Admix, a London-based startup that helps advertisers programmatically place virtual billboards in mobile and video games, announced its $25 million Series B on Tuesday.
The round, which brings Admix’s total funding to $37 million since 2018, includes participation from existing investors (Force Over Mass, Speedinvest and Sure Valley Ventures) as well as a whole bunch of new ones (Elefund, DIP Capital, Notion Capital, Rocket Capital, Colopl Next and Side Door Ventures). A few angels from the gaming industry also pitched in.
The raise comes a little over a year after Admix’s $7 million Series A in June 2021 and a $1.5 million extension to the round last September.
Former GroupM CEO Rob Norman has served on Admix’s board since February.
Not playing around
Interest in the gaming category has been growing and not just among investors, said Sam Huber, CEO and co-founder of Admix.
Many brands (finally) had their eyes opened to the potential of gaming during the pandemic, when engagement was through the roof. And activations, like the Nike-sponsored Travis Scott concert in Fortnite last April, proved that “games can also be used for entertainment,” Huber said.
Admix recently signed deals to run in-play campaigns for Calvin Klein, Sky, Movember and UK-based footwear company schuh. The company has also done deals with State Farm, Uber, Amazon, McDonald’s, National Geographic, Universal and Burberry.
But the pandemic was only a catalyst of existing behavior. In 2019, there were more than 2.5 billion gamers in the world, according to mobile marketing researcher Newzoo. That number is set to hit nearly 3 billion this year.
Yet one third of media buyers recently surveyed by Admix continue to underestimate the scale of the gaming audience by many orders of magnitude. One third of media buyers think there are somewhere between 100 million and 500 million daily active gamers, while 27% believe the number is between 500 million and 1 billion. Close – but still off by billions.
“Gaming” needs a rebrand – or at least some new terminology that differentiates between different types of games, Huber said. That could help with the perception issue.

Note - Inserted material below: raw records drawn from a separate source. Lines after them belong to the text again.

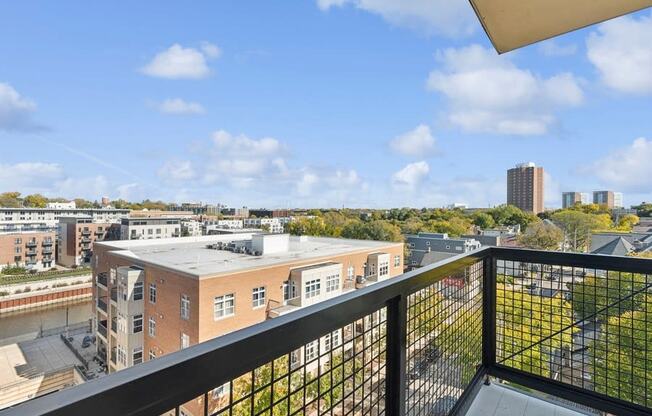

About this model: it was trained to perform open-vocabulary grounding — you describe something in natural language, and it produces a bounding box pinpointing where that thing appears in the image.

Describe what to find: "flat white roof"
[95,233,403,278]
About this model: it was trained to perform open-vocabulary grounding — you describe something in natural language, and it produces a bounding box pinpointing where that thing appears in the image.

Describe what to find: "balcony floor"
[466,383,586,416]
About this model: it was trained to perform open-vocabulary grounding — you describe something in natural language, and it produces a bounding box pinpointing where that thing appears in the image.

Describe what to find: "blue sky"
[0,0,652,207]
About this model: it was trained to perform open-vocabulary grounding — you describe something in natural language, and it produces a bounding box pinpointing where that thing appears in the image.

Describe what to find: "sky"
[0,0,652,208]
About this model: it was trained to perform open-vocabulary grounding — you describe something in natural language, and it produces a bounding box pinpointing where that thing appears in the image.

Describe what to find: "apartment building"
[57,217,118,267]
[0,207,129,227]
[243,217,290,233]
[120,216,181,240]
[93,233,403,380]
[405,233,482,269]
[561,192,591,209]
[507,162,544,214]
[0,223,56,271]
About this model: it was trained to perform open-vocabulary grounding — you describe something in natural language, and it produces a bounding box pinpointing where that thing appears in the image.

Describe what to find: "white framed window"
[181,332,190,349]
[304,279,321,299]
[181,295,190,319]
[326,274,340,293]
[131,347,143,365]
[147,317,156,338]
[213,293,235,320]
[134,282,143,300]
[305,341,319,362]
[251,286,265,308]
[149,283,156,303]
[132,314,143,334]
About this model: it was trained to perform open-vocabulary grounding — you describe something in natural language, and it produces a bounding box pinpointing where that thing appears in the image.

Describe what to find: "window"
[181,333,190,349]
[213,293,235,319]
[131,347,143,365]
[134,282,143,300]
[147,317,156,338]
[306,341,319,362]
[132,314,143,334]
[305,279,321,299]
[181,295,190,319]
[326,274,340,293]
[251,286,265,308]
[378,261,389,276]
[149,283,156,303]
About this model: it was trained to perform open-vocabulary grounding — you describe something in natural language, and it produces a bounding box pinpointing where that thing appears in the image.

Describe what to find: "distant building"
[120,217,181,240]
[57,217,118,267]
[0,223,56,271]
[507,162,544,214]
[405,233,481,269]
[561,192,591,209]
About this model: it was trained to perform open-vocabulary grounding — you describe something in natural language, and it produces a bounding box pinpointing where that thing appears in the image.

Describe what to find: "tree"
[473,212,496,230]
[0,192,22,208]
[519,221,564,250]
[23,194,48,208]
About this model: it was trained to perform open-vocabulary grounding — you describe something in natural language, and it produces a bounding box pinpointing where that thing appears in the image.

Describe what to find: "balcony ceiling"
[471,0,652,53]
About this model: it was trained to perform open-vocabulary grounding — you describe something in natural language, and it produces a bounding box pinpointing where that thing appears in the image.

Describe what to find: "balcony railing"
[5,248,652,416]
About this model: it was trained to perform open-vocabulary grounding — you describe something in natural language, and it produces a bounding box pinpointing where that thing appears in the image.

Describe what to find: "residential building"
[405,233,481,269]
[0,224,56,271]
[93,234,403,380]
[507,162,544,214]
[57,217,118,267]
[0,207,129,227]
[561,192,591,209]
[120,217,181,240]
[243,217,290,234]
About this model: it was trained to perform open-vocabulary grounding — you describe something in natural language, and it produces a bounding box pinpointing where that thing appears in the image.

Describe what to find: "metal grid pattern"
[171,308,387,416]
[406,262,483,416]
[496,260,652,408]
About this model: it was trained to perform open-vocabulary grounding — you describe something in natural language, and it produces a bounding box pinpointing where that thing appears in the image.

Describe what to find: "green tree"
[519,221,564,250]
[23,194,48,208]
[473,212,496,230]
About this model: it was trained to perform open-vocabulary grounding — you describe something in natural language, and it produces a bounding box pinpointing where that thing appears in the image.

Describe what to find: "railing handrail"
[0,248,490,416]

“There’s been the constant misrepresentation that gaming is still niche, which it’s not, and that the average gamer plays Call of Duty,” Huber said. “But if you include social gaming, the average gamer is a 32-year-old female.”
In the mix
Admix runs 12 billion auctions monthly across roughly 400 titles and has its own free SDK that publishers can integrate to create inventory inside their games.

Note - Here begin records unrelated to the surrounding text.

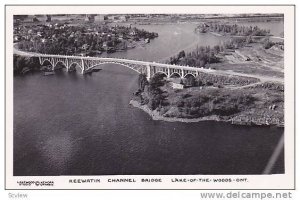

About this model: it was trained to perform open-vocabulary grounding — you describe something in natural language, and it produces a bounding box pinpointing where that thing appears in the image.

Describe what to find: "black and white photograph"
[6,6,294,187]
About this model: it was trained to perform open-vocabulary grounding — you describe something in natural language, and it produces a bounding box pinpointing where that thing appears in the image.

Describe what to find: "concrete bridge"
[14,48,284,83]
[14,49,223,80]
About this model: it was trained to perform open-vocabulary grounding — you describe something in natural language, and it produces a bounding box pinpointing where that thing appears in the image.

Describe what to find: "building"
[95,15,105,22]
[171,82,184,90]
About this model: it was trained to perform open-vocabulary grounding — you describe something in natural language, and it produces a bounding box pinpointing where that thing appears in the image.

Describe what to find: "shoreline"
[129,100,230,123]
[129,100,284,128]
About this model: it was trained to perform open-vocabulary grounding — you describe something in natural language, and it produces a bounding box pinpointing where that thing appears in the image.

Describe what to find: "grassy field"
[210,43,284,79]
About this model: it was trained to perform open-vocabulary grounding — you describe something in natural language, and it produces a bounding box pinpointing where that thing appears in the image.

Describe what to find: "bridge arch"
[170,72,181,78]
[52,60,68,70]
[153,71,168,78]
[184,73,196,78]
[88,61,141,73]
[68,61,82,71]
[40,58,53,67]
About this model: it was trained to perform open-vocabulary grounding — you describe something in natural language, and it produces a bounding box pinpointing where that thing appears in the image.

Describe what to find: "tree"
[138,74,148,91]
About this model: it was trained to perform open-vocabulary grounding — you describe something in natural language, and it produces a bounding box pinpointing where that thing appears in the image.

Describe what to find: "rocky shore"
[129,100,284,127]
[129,100,228,123]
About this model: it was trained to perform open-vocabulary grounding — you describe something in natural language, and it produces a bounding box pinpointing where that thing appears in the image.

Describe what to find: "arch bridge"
[14,49,233,80]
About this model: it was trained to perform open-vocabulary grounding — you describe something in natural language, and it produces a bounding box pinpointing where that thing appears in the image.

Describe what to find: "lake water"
[14,24,284,176]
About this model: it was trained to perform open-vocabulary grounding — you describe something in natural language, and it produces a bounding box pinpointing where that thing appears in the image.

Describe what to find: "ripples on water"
[14,22,284,176]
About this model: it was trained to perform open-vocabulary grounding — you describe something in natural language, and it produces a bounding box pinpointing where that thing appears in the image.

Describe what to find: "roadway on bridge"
[13,46,284,84]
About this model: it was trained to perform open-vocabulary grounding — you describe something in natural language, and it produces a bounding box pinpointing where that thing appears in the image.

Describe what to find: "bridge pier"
[81,59,85,74]
[147,64,151,81]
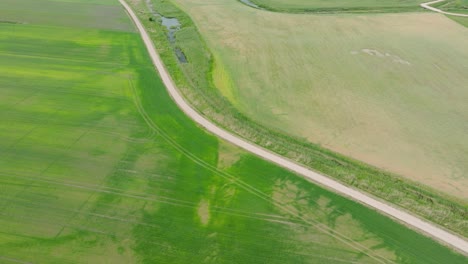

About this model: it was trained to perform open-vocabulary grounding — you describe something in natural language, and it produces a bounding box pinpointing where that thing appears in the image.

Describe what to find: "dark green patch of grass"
[130,0,468,239]
[240,0,423,14]
[0,0,465,263]
[447,16,468,27]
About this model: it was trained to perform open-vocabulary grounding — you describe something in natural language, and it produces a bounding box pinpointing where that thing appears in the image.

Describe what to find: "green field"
[432,0,468,14]
[250,0,424,12]
[0,1,466,263]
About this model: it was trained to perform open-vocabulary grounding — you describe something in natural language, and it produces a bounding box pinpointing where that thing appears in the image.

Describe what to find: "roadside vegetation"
[447,16,468,25]
[127,0,468,236]
[432,0,468,14]
[0,0,465,264]
[245,0,424,13]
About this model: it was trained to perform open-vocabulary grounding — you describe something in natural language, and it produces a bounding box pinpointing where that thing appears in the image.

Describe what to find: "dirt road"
[119,0,468,254]
[420,0,468,17]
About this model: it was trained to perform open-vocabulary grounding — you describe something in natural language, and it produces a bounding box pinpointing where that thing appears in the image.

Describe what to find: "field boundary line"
[119,0,468,255]
[420,0,468,17]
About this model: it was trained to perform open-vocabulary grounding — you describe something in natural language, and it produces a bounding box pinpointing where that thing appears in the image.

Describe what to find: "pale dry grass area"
[175,0,468,200]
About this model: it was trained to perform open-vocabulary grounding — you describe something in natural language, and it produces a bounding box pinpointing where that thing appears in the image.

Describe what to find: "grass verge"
[128,0,468,236]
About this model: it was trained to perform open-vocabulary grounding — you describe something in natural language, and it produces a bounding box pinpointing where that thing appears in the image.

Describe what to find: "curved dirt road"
[119,0,468,254]
[420,0,468,17]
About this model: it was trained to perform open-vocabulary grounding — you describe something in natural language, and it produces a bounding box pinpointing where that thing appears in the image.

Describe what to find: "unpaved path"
[420,0,468,17]
[119,0,468,254]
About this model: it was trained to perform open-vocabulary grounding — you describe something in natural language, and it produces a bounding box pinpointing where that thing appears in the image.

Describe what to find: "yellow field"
[172,0,468,199]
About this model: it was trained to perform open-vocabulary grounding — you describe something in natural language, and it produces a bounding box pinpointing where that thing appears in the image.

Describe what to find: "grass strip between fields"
[126,0,468,237]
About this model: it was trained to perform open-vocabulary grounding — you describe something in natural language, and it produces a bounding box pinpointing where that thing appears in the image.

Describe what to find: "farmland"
[250,0,424,13]
[171,0,468,203]
[0,0,465,263]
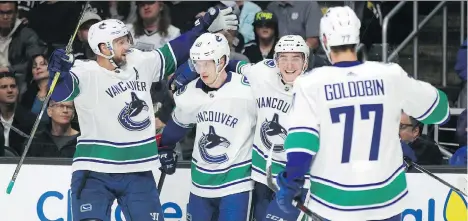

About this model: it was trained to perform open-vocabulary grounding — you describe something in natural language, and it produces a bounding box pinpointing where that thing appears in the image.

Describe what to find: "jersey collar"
[195,71,232,92]
[333,61,362,68]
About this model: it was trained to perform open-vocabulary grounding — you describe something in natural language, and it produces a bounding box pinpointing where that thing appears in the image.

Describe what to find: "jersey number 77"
[330,104,383,163]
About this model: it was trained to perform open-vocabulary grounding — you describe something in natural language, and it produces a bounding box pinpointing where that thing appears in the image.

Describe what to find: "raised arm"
[398,66,450,124]
[47,49,82,102]
[154,8,238,81]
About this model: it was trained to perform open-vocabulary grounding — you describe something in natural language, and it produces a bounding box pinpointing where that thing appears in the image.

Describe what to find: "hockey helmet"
[190,33,231,71]
[88,19,133,59]
[320,6,361,62]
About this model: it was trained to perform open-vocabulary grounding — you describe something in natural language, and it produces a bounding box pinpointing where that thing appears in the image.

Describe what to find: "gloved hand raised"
[156,134,178,175]
[47,49,75,78]
[195,7,239,33]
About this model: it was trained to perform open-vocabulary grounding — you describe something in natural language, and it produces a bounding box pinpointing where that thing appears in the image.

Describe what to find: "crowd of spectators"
[0,1,467,165]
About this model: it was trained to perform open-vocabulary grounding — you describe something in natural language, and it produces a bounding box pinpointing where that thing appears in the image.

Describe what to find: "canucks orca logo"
[260,113,288,152]
[119,92,151,131]
[198,126,231,164]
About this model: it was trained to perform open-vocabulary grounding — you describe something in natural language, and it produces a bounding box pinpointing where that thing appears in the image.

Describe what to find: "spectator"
[400,140,418,163]
[449,109,467,166]
[0,2,46,90]
[166,1,218,33]
[400,112,443,165]
[455,40,467,108]
[267,1,322,49]
[221,1,262,44]
[220,30,250,62]
[27,1,85,49]
[0,72,36,154]
[72,11,102,60]
[244,11,278,63]
[28,101,80,158]
[108,1,137,24]
[127,1,180,51]
[21,54,49,122]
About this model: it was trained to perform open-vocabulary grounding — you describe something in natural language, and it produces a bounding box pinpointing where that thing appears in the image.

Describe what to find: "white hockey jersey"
[237,59,309,188]
[172,73,257,198]
[54,45,176,173]
[285,62,449,221]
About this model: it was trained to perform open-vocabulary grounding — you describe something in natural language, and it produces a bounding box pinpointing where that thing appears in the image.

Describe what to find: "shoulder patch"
[263,59,276,68]
[174,85,187,96]
[241,75,250,86]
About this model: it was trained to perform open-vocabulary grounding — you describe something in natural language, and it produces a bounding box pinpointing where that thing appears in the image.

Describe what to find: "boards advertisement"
[0,164,468,221]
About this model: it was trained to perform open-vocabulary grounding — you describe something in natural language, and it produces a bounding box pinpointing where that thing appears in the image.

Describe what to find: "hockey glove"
[47,49,75,78]
[276,171,304,213]
[195,7,239,33]
[156,134,178,175]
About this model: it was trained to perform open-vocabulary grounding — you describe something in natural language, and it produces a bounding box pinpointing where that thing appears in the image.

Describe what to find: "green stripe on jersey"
[252,148,285,175]
[420,89,450,124]
[310,171,406,206]
[73,141,158,161]
[191,161,252,186]
[284,132,320,153]
[158,44,177,77]
[62,75,80,102]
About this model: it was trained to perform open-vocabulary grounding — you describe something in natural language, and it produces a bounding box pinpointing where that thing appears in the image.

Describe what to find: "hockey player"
[49,8,237,221]
[229,35,310,221]
[160,33,257,221]
[276,7,449,221]
[169,35,310,221]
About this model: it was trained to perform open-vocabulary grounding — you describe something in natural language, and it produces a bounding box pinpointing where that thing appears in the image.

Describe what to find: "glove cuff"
[278,171,304,190]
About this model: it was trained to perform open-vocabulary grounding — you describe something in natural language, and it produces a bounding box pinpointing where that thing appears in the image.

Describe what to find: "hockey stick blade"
[267,165,324,221]
[404,157,468,197]
[158,172,166,193]
[6,1,90,194]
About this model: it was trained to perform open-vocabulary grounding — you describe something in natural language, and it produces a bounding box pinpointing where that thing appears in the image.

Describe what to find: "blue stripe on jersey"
[192,177,252,190]
[310,190,408,212]
[73,156,159,165]
[288,127,319,136]
[77,137,156,147]
[192,159,252,173]
[311,164,405,188]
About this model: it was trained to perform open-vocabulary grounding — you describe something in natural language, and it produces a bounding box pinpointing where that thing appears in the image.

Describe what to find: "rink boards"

The ads are woven directly into the gameplay itself – a virtual billboard on the sideline of a soccer game, for example, or a virtual poster wrapped around a bus shelter – so that they don’t disrupt the playing experience.
Rather than overlaying an ad onto an available surface, Admix’s technology renders it natively to take light and shadow into account. Advertisers can use their existing video and banner creative, which Admix converts into 3D objects.
Admix has its own DSP and SSP, and the ads can also be bought and sold programmatically through partnerships with PubMatic, Xandr, The Trade Desk and Google. Admix has a partnership with Integral Ad Science to measure the viewability of its inventory.
As of now, advertisers are able to target their campaigns based on in-game behavior, such as how long someone has spent within a game or the level they’ve reached. But Admix is planning to develop AI tools to capture new types of first-party contextual data, Huber said.
“We’re looking for unique insights we can extract for brands,” he said. “Is a user happy, sad, disappointed? Are they maybe hungry because they’ve been playing for three hours straight? It’s about using models to surface basic emotions.”
Admix will spend most of its new funding round on product development, building supply relationships and on business development to attract large game developers to projects that span beyond gaming and into the budding metaverse.
But isn’t it a little early to be monetizing the metaverse since … the metaverse doesn’t actually exist yet?
“In order for the metaverse to grow, creators need tools to build, but they also need tools to monetize,” Huber said. “The metaverse is the next phase of the internet, and the way content is distributed and monetized will be different in 3D environments than it is on the web.”
Admix, which has nearly 70 employees today, is planning to grow to around 80 by the end of the year and continue geographic expansion into the US, Asia and Latin America. The company recently hired longtime Google executive Michael Silberberg as VP of global agency partnerships based in New York, and Spotify veteran Alex Faust as VP of ad sales for EMEA.